Entertainment

Ralph McLean's Cult Movie: One Flew Over The Cuckoo's Nest

Jack Nicholson and Will Sampson in One Flew Over The Cuckoo's Nest
Jack Nicholson and Will Sampson in One Flew Over The Cuckoo's Nest

IT MAY be 40 years old but One Flew Over The Cuckoo’s Nest has lost none of its power in the passing decades.

Based on the bests-elling novel by Ken Kesey which traced the author’s experiences of working in a veterans' hospital in California, the film is set in a mental institution where an anti-authority figure Randle P McMurphy (Jack Nicholson) battles against the system that’s trying to rehabilitate him.

Within the walls of that building a raft of memorable characters reside including the nasty Nurse Ratched (Louise Fletcher) and the wise Chief Bromden (Will Sampson), and as McMurphy stirs up rebellion against the regime we meet them all and experience their problems first hand.

Directed by Czech Milos Forman, it’s a magical film for many reasons. As a study of mental illness and how society caters for those with mental health issues, it’s truly groundbreaking. Open and raw at times, it’s a hard watch, but a rewarding one all the same.

Forman films proceedings on the wards and in the office with an unerring eye for detail and visually there’s much to admire. The performances are uniformly good too. The mixed bag of patients are well-rounded characters that are both believable in their mania and heartbreaking in their vulnerability.

It also proved a fine springboard for actors making their film debuts with both Brad Dourif and Christopher Lloyd appearing for the first time on the big screen.

Despite the array of memorable characters, it’s the figures of McMurphy and Nurse Ratched that live longest in the memory.

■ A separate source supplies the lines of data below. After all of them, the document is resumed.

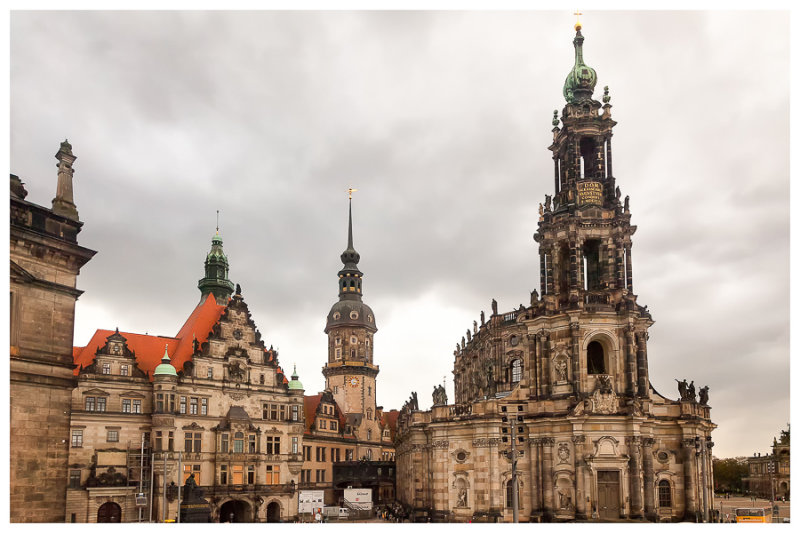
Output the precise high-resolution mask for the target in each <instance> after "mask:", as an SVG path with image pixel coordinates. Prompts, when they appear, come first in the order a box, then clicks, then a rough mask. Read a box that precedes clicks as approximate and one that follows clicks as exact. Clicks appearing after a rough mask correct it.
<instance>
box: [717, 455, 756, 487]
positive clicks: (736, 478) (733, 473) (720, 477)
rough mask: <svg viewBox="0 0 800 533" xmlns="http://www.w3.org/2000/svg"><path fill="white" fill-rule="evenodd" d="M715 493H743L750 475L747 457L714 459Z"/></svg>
mask: <svg viewBox="0 0 800 533" xmlns="http://www.w3.org/2000/svg"><path fill="white" fill-rule="evenodd" d="M712 462H713V465H714V484H715V485H716V486H715V487H714V490H715V492H741V491H742V490H744V481H743V480H744V478H746V477H747V475H748V474H749V471H748V467H747V458H746V457H729V458H727V459H717V458H716V457H714V459H713V461H712Z"/></svg>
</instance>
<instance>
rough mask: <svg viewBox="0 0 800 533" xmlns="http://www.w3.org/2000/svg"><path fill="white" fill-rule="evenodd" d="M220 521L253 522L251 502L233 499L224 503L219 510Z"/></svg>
mask: <svg viewBox="0 0 800 533" xmlns="http://www.w3.org/2000/svg"><path fill="white" fill-rule="evenodd" d="M219 521H220V522H252V521H253V514H252V512H251V511H250V504H248V503H247V502H243V501H242V500H231V501H229V502H225V503H223V504H222V507H221V508H220V510H219Z"/></svg>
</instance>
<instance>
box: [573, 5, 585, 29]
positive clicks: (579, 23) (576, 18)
mask: <svg viewBox="0 0 800 533" xmlns="http://www.w3.org/2000/svg"><path fill="white" fill-rule="evenodd" d="M573 15H575V31H581V28H582V27H583V26H581V19H580V16H581V15H583V13H581V12H580V10H577V9H576V10H575V13H573Z"/></svg>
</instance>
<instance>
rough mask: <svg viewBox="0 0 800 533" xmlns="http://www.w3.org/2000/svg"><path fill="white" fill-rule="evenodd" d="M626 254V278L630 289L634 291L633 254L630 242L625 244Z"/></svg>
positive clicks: (625, 271) (625, 269)
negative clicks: (626, 243)
mask: <svg viewBox="0 0 800 533" xmlns="http://www.w3.org/2000/svg"><path fill="white" fill-rule="evenodd" d="M625 256H626V258H627V261H626V262H625V279H626V283H627V285H628V291H629V292H633V257H632V256H631V244H630V243H628V244H626V245H625Z"/></svg>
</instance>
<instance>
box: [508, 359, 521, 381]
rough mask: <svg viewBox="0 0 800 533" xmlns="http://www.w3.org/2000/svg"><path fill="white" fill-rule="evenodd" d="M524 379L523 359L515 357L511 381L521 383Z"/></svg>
mask: <svg viewBox="0 0 800 533" xmlns="http://www.w3.org/2000/svg"><path fill="white" fill-rule="evenodd" d="M521 379H522V359H514V360H513V361H512V362H511V383H519V380H521Z"/></svg>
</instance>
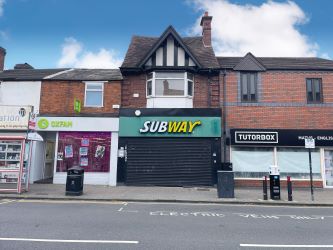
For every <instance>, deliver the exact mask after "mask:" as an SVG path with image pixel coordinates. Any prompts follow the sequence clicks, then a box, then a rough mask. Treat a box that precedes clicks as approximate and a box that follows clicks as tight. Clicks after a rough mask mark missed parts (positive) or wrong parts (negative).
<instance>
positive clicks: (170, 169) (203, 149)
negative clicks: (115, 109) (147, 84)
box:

Nicholson is flying as the anti-establishment figurehead who leads the rebellion and Fletcher is stunning in the authority-figure role, a role turned down by Jane Fonda, Anne Bancroft and Faye Dunaway.

Nicholson's performance ranks not just as one of his greatest ever but possibly one of the greatest ever committed to celluloid. There are bigger, wilder Nicholson turns out there, from the Joker to The Shining, but he arguably never bettered this.

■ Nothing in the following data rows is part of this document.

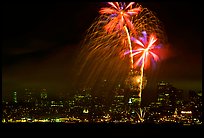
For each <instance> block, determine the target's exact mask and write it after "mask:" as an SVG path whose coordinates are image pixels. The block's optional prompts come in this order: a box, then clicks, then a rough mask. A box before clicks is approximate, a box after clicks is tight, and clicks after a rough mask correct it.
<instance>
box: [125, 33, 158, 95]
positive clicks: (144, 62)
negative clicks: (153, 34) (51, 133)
mask: <svg viewBox="0 0 204 138" xmlns="http://www.w3.org/2000/svg"><path fill="white" fill-rule="evenodd" d="M142 34H143V37H139V39H135V38H134V37H132V41H133V42H134V43H135V44H136V45H137V47H136V48H135V49H134V50H133V56H135V57H137V61H136V62H135V63H134V65H135V66H136V67H139V66H141V68H140V71H141V78H140V92H139V95H138V96H139V97H141V93H142V82H143V76H144V69H147V68H148V67H149V66H150V61H151V59H153V60H154V61H158V60H159V57H158V56H157V55H156V54H155V53H154V49H157V48H160V46H161V45H159V44H156V41H157V38H156V37H155V35H153V34H151V35H150V36H149V38H148V36H147V33H146V31H143V32H142ZM127 53H129V51H128V52H126V53H125V54H127Z"/></svg>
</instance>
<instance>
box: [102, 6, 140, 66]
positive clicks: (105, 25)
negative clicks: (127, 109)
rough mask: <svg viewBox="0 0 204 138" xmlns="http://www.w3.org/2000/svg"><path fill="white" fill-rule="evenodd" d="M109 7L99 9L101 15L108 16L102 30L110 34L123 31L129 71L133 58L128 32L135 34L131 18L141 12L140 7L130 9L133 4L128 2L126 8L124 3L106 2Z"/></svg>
mask: <svg viewBox="0 0 204 138" xmlns="http://www.w3.org/2000/svg"><path fill="white" fill-rule="evenodd" d="M108 4H109V5H110V6H111V7H105V8H101V10H100V11H99V12H100V13H101V14H106V15H109V16H107V17H108V18H107V20H108V23H107V24H106V25H105V26H104V29H105V30H106V31H107V32H109V33H112V32H113V31H118V30H120V31H123V28H124V30H125V32H126V34H127V40H128V45H129V50H130V62H131V69H133V56H132V46H131V41H130V34H129V31H128V29H129V30H130V31H132V32H133V33H134V34H136V31H135V28H134V25H133V24H132V22H131V18H132V16H135V15H137V14H138V13H139V11H141V7H135V8H132V6H133V5H134V4H135V3H134V2H130V3H129V4H128V5H127V6H126V3H121V2H108Z"/></svg>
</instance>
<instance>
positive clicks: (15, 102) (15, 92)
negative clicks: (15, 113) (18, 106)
mask: <svg viewBox="0 0 204 138" xmlns="http://www.w3.org/2000/svg"><path fill="white" fill-rule="evenodd" d="M13 102H14V103H17V102H18V101H17V92H16V91H15V92H13Z"/></svg>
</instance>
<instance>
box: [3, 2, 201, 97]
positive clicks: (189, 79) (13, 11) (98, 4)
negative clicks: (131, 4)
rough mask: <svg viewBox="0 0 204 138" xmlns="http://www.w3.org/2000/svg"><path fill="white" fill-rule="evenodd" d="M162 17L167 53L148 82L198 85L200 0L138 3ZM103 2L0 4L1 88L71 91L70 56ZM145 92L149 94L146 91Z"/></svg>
mask: <svg viewBox="0 0 204 138" xmlns="http://www.w3.org/2000/svg"><path fill="white" fill-rule="evenodd" d="M140 4H142V6H143V7H147V8H148V9H149V10H152V11H154V12H155V13H156V14H157V17H158V18H159V19H160V20H161V21H162V22H163V25H164V27H165V30H166V34H167V37H168V42H169V47H170V48H169V49H170V53H169V55H168V58H166V59H165V60H162V61H160V62H159V63H158V66H157V67H156V69H155V70H154V72H152V73H151V74H154V75H152V76H153V77H152V78H150V80H149V82H150V84H154V85H155V84H156V82H157V81H161V80H164V81H166V82H170V83H171V84H173V86H175V87H176V88H179V89H183V90H185V91H188V90H189V89H193V90H202V77H201V76H202V60H201V58H202V52H201V51H202V50H201V49H202V48H201V45H202V44H201V40H202V39H201V12H202V11H201V4H200V3H193V2H191V3H190V2H179V3H178V2H172V3H171V2H163V3H162V2H157V3H156V2H154V3H140ZM103 5H104V3H90V2H89V3H85V2H84V3H68V2H67V3H49V4H40V3H35V4H31V3H30V4H25V3H24V4H11V3H9V4H8V3H7V4H3V16H2V18H3V19H2V23H3V24H2V29H3V43H2V94H3V97H4V96H7V95H8V94H9V93H10V92H11V91H19V92H20V91H22V90H24V89H25V88H31V89H36V92H40V91H39V90H40V89H43V88H46V89H47V91H48V92H49V93H59V92H63V93H66V94H68V93H73V87H72V81H73V79H74V77H75V73H76V70H77V69H76V68H75V67H76V66H74V65H75V60H76V57H77V54H78V53H79V51H80V48H81V45H80V43H81V41H82V40H83V37H84V35H85V32H86V30H87V29H88V28H89V27H90V25H91V24H92V22H93V20H94V19H95V18H96V17H97V16H98V15H99V13H98V10H99V9H100V8H101V7H102V6H103ZM150 94H153V93H152V92H150Z"/></svg>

The rights to the novel had been held for some years by Kirk Douglas but by the time it came for the film to be made the Spartacus star felt he was too old to take the lead role. His son Michael did, however, get his first taste of Oscar success when he picked up an award for his role as producer.

A vast success with the Academy voters, it also took home deserved awards for both Nicholson, Fletcher, Forman and screenwriters Lawrence Hauben and Bo Goldman, among others.

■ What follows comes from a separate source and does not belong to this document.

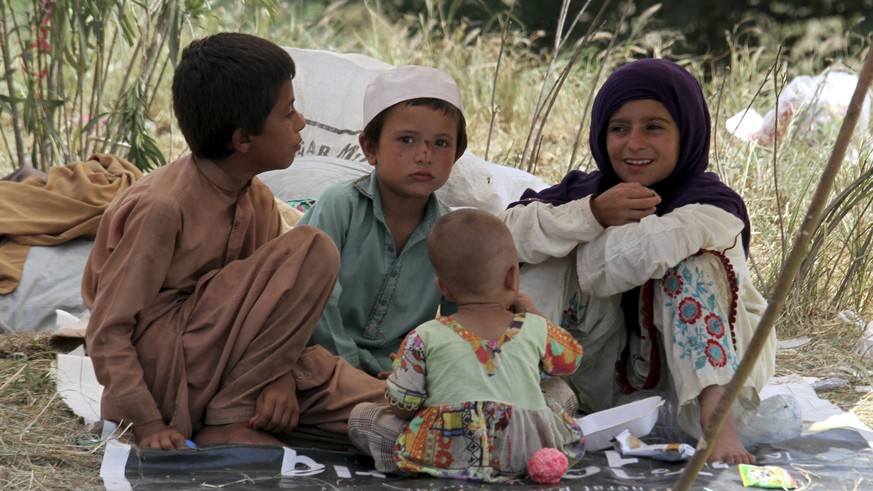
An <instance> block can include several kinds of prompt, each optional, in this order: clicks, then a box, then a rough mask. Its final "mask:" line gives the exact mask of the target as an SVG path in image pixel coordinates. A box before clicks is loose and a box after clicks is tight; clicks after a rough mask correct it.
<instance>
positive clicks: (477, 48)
mask: <svg viewBox="0 0 873 491" xmlns="http://www.w3.org/2000/svg"><path fill="white" fill-rule="evenodd" d="M81 2H82V3H75V2H74V3H73V4H70V5H76V6H78V8H79V9H83V8H85V7H88V6H90V5H91V2H87V1H85V0H81ZM45 3H51V2H43V3H34V4H30V3H28V2H25V1H23V0H19V1H17V2H5V3H3V4H2V5H3V9H2V11H3V14H4V16H5V17H4V19H3V29H4V34H9V35H10V36H11V37H8V39H10V40H11V41H10V42H9V43H7V44H5V45H4V48H8V49H9V50H10V53H9V54H8V55H7V54H6V53H5V52H4V53H3V56H4V62H6V63H7V65H6V66H5V71H4V81H5V82H6V83H5V84H4V85H3V87H2V89H0V100H2V103H0V104H2V105H0V126H2V130H3V131H2V133H3V138H2V139H0V171H9V170H11V169H12V168H14V167H17V166H19V165H21V164H20V162H21V161H22V154H23V155H24V161H25V162H27V163H29V164H31V165H36V166H48V165H58V164H63V163H66V161H68V160H70V159H75V158H83V157H84V156H86V154H87V153H89V152H91V151H94V150H100V149H102V150H106V151H113V152H118V153H121V154H127V155H128V156H129V157H135V159H136V160H137V161H139V162H141V163H142V165H143V166H144V167H147V168H148V167H153V166H154V165H159V163H160V162H162V161H163V160H172V159H174V158H176V157H178V156H179V155H181V154H182V153H184V152H185V151H186V150H185V144H184V142H183V141H182V138H181V135H180V134H179V132H178V131H177V130H176V127H175V122H174V120H173V116H172V108H171V104H170V97H169V79H170V74H171V70H172V60H173V57H174V56H175V55H176V54H177V53H178V49H179V46H184V45H185V44H186V43H187V42H188V41H190V39H192V38H196V37H200V36H202V35H204V34H207V33H211V32H215V31H220V30H234V31H243V32H249V33H252V34H257V35H261V36H264V37H267V38H270V39H272V40H274V41H276V42H277V43H278V44H280V45H285V46H295V47H300V48H316V49H329V50H333V51H339V52H357V53H363V54H366V55H369V56H373V57H375V58H379V59H381V60H383V61H386V62H389V63H392V64H407V63H416V64H425V65H431V66H436V67H439V68H441V69H443V70H445V71H447V72H449V73H450V74H451V75H453V76H454V77H455V79H456V80H458V82H459V85H460V86H461V90H462V93H463V95H464V104H465V112H466V114H467V121H468V124H469V133H470V149H471V150H472V151H473V152H474V153H477V154H478V155H485V154H486V153H487V157H488V159H489V160H491V161H493V162H496V163H499V164H503V165H507V166H512V167H519V168H523V169H530V170H531V171H532V172H534V173H536V174H537V175H539V176H541V177H542V178H543V179H544V180H546V181H547V182H556V181H557V180H559V179H560V178H561V176H562V175H563V174H564V173H565V172H566V171H567V170H568V169H572V168H581V169H588V168H590V167H591V165H592V164H591V161H590V155H589V153H588V148H587V121H588V112H589V108H590V101H591V96H592V94H593V93H594V92H595V91H596V89H597V88H598V87H599V85H600V83H601V82H602V80H603V79H604V78H605V76H606V75H607V74H608V73H609V72H610V71H611V70H612V69H614V68H615V67H617V66H619V65H621V64H623V63H625V62H627V61H628V60H631V59H634V58H638V57H642V56H659V57H665V58H668V59H672V60H675V61H677V62H679V63H681V64H682V65H684V66H686V67H687V68H688V69H689V71H691V72H692V73H693V74H694V75H695V76H697V77H698V79H699V80H701V82H702V85H703V88H704V93H705V94H706V96H707V98H708V100H709V102H710V110H711V112H712V115H713V133H714V134H713V146H712V156H713V158H712V170H715V171H717V172H718V173H719V174H720V175H721V176H722V178H723V179H724V180H725V181H726V182H727V183H729V184H730V185H731V186H733V187H734V188H735V189H737V191H739V192H740V194H741V195H743V196H744V198H745V199H746V201H747V203H748V205H749V208H750V211H751V216H752V221H753V229H754V236H753V251H752V258H751V259H752V266H753V268H754V271H755V274H756V281H757V283H758V286H759V287H760V288H761V290H762V291H763V292H764V293H765V294H767V293H768V292H769V289H770V288H772V285H773V284H774V282H775V278H776V277H777V275H778V274H779V272H780V270H781V265H782V262H783V261H784V255H785V253H786V251H787V250H788V249H789V247H790V244H791V240H792V237H793V235H794V234H795V233H796V231H797V228H798V227H799V224H800V222H801V219H802V214H803V213H805V210H806V207H807V205H808V202H807V196H808V190H809V189H811V187H812V186H813V185H814V183H815V180H816V179H817V177H818V175H819V173H820V171H821V169H822V168H823V166H824V164H825V162H826V161H827V159H828V157H829V155H830V148H831V146H832V144H833V141H834V140H835V137H836V131H835V129H833V128H832V129H829V130H827V131H824V132H822V133H821V134H819V135H817V136H816V139H814V140H811V141H810V140H809V139H807V138H806V137H805V136H804V135H803V134H800V132H795V131H793V128H791V127H789V128H787V132H786V133H785V136H784V138H782V140H781V141H780V142H779V144H778V145H757V144H752V143H747V142H744V141H741V140H738V139H737V138H735V137H733V136H732V135H730V134H729V133H728V132H727V130H726V128H725V121H726V120H727V118H728V117H730V116H732V115H734V114H736V113H739V112H740V111H743V110H745V109H746V108H748V107H752V108H755V109H756V110H758V112H760V113H762V114H763V113H765V112H766V111H767V110H769V109H771V108H773V107H774V106H775V105H776V102H777V99H778V95H779V93H780V90H782V89H783V88H784V87H785V86H786V84H787V83H789V82H790V80H791V79H792V78H794V77H795V76H797V75H801V74H810V75H814V74H818V73H821V72H822V71H823V70H824V69H825V68H826V67H829V66H834V65H839V66H844V67H847V68H848V69H850V70H851V69H857V68H858V67H860V64H861V60H863V55H864V54H865V51H866V50H867V49H870V38H869V37H865V35H864V34H862V33H858V32H855V31H854V30H853V26H850V25H837V24H835V23H838V21H837V20H828V21H827V22H822V23H817V24H816V23H812V24H809V25H807V26H806V27H805V28H804V29H803V30H801V28H800V27H798V26H789V27H788V28H787V29H788V31H782V30H780V29H781V27H780V26H778V25H775V24H773V23H771V22H769V21H768V20H766V19H760V18H749V19H747V20H745V21H743V22H742V23H740V24H738V25H737V26H736V28H735V29H734V30H733V31H732V32H729V33H726V36H727V38H728V41H729V43H728V44H729V46H730V49H729V51H727V52H725V53H715V54H712V55H709V56H691V55H689V54H687V53H683V52H680V51H677V50H678V49H679V48H678V46H680V43H679V42H678V41H681V39H682V36H681V34H680V33H678V32H675V31H670V30H665V29H663V28H662V27H661V26H660V23H659V21H658V9H657V6H656V7H653V8H650V9H648V10H646V11H637V10H636V8H635V5H634V4H633V3H629V2H628V3H625V4H624V5H625V6H626V9H625V13H626V16H625V17H624V18H622V19H610V20H608V21H607V20H603V19H599V18H598V17H597V15H596V14H597V12H598V11H599V9H600V7H601V6H602V4H603V3H604V2H592V3H591V5H590V6H589V5H586V8H587V9H588V10H587V11H586V12H585V13H582V12H575V11H567V12H566V22H565V24H564V25H565V26H566V27H569V26H571V25H573V26H574V27H573V29H575V34H576V37H572V38H565V41H564V43H563V44H562V45H561V46H560V47H559V49H557V48H556V47H555V46H550V47H546V48H541V47H539V46H540V45H539V43H538V41H539V39H540V38H541V37H543V33H538V32H528V31H526V30H524V28H523V26H522V25H521V24H520V23H519V21H518V19H514V18H513V16H512V13H511V11H509V10H507V11H505V12H502V13H499V14H497V15H496V16H494V17H493V18H491V19H488V20H486V21H480V22H473V21H470V20H468V19H464V18H457V17H456V16H455V15H456V14H455V9H454V8H453V7H452V6H453V5H456V3H454V2H435V1H431V2H427V4H426V8H425V10H424V11H423V12H421V13H417V14H410V15H408V16H407V17H404V18H402V19H400V20H397V21H392V20H389V18H388V17H387V16H386V15H385V14H384V6H383V5H382V4H381V2H380V1H378V0H372V1H368V2H351V1H349V2H345V1H335V2H332V3H330V4H325V3H324V2H320V3H319V2H285V3H281V4H280V3H278V2H274V1H270V0H261V1H257V2H246V3H236V2H229V1H216V2H212V3H210V4H209V5H208V7H209V9H208V10H207V5H206V3H205V2H192V1H187V2H150V3H149V2H146V3H143V2H130V1H129V0H128V1H127V2H125V1H124V0H116V1H115V2H108V3H107V6H106V8H105V9H104V10H103V11H101V12H93V11H89V13H88V14H87V15H84V14H82V12H80V11H79V10H77V8H74V7H70V8H67V9H65V10H64V12H65V14H64V15H66V17H63V18H55V17H53V18H52V24H51V25H52V26H53V27H52V28H55V27H58V26H61V25H64V26H67V28H66V29H67V30H66V31H63V32H61V31H59V32H58V33H57V35H58V36H59V37H58V38H52V39H53V41H52V42H53V43H54V44H52V50H51V51H50V52H45V53H43V52H40V51H36V52H33V51H32V50H30V51H28V50H29V49H30V48H28V46H31V44H32V42H33V40H34V39H35V36H36V35H38V33H39V32H40V31H39V29H38V25H39V24H38V22H39V8H40V6H41V5H44V4H45ZM58 3H60V2H58ZM31 5H32V7H31ZM65 5H66V4H65ZM168 5H169V6H168ZM13 6H14V7H15V8H14V9H13V8H12V7H13ZM122 7H123V8H122ZM54 12H55V13H54V14H53V15H60V14H59V13H58V12H60V9H58V8H55V10H54ZM122 12H124V13H122ZM577 18H578V21H579V22H578V24H575V25H574V24H573V22H574V21H575V20H577ZM98 20H99V21H100V22H99V26H98ZM100 26H102V27H100ZM789 38H790V39H793V40H795V42H794V43H793V44H792V45H790V46H784V45H783V41H784V40H786V39H789ZM55 39H57V40H55ZM74 41H75V42H74ZM16 50H17V51H16ZM28 53H29V54H28ZM28 57H30V58H28ZM30 59H34V60H42V61H40V63H42V64H43V66H46V67H48V68H49V71H48V72H47V73H51V74H52V75H51V78H47V79H45V80H40V81H39V83H40V84H46V85H39V84H37V81H35V80H31V79H28V78H27V75H26V74H25V73H23V72H22V71H21V70H20V69H18V68H17V67H19V66H21V65H22V63H24V60H30ZM498 64H499V70H498ZM52 70H54V71H52ZM49 80H52V81H54V82H52V83H53V84H54V85H52V84H49ZM10 81H11V83H10ZM61 89H63V90H61ZM97 89H99V90H97ZM94 90H97V92H95V91H94ZM40 94H42V99H40V98H39V97H38V96H39V95H40ZM542 94H546V96H545V97H544V96H543V95H542ZM25 115H28V116H27V117H25ZM28 118H30V119H28ZM13 130H14V131H13ZM864 133H865V134H866V135H867V137H866V139H864V138H860V137H859V139H858V140H857V142H855V144H854V145H853V148H852V150H851V151H850V152H849V155H848V156H847V161H846V162H845V164H844V166H843V170H842V171H841V175H840V176H838V180H837V188H836V189H835V191H834V193H833V197H832V203H831V206H830V208H829V210H828V213H827V214H826V215H825V217H824V219H823V223H822V224H821V227H819V232H818V236H816V237H815V238H814V240H813V246H812V248H811V253H810V256H809V259H808V260H807V263H806V264H805V265H804V268H803V271H802V273H801V275H800V277H799V278H798V281H797V288H796V291H795V292H794V293H793V294H792V295H791V297H790V299H789V305H788V306H787V308H786V314H785V318H784V319H783V321H782V323H781V325H780V327H779V328H780V329H782V330H783V331H784V332H785V333H786V334H785V335H790V334H793V331H791V330H792V329H796V330H797V331H798V332H799V331H802V330H803V329H807V328H808V327H809V326H810V325H812V321H814V320H815V319H818V318H828V319H833V318H834V317H835V313H836V312H838V311H841V310H852V311H854V312H856V313H858V314H859V315H861V316H862V317H865V318H867V319H869V320H873V259H871V257H873V251H871V248H873V244H871V238H870V237H871V235H873V234H871V231H873V216H871V215H873V210H871V204H870V203H871V193H873V177H871V171H870V169H871V168H873V163H871V155H870V154H871V150H870V149H871V140H870V137H869V134H870V133H869V130H867V131H866V132H864ZM7 135H15V137H14V138H13V137H12V136H7ZM19 137H20V138H21V139H22V140H23V143H22V144H19V143H18V141H17V140H18V138H19ZM137 149H139V150H137ZM137 151H139V152H141V153H140V154H137V153H136V152H137ZM4 173H5V172H4Z"/></svg>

Ken Kesey never watched the film, disgruntled as he was that Forman decided not to tell the tale from the perspective of Chief Bromden as he had done in his book, but that’s his loss.

Bolstered by those unforgettable central performances, a clear-eyed and shockingly honest and humanistic view of how human beings behave when they are incarcerated, and how those incarcerating them behave in turn, it’s got a beautiful, evocative score from Jack Nitzche and enough moments of on-screen magic to make it a true cinema classic.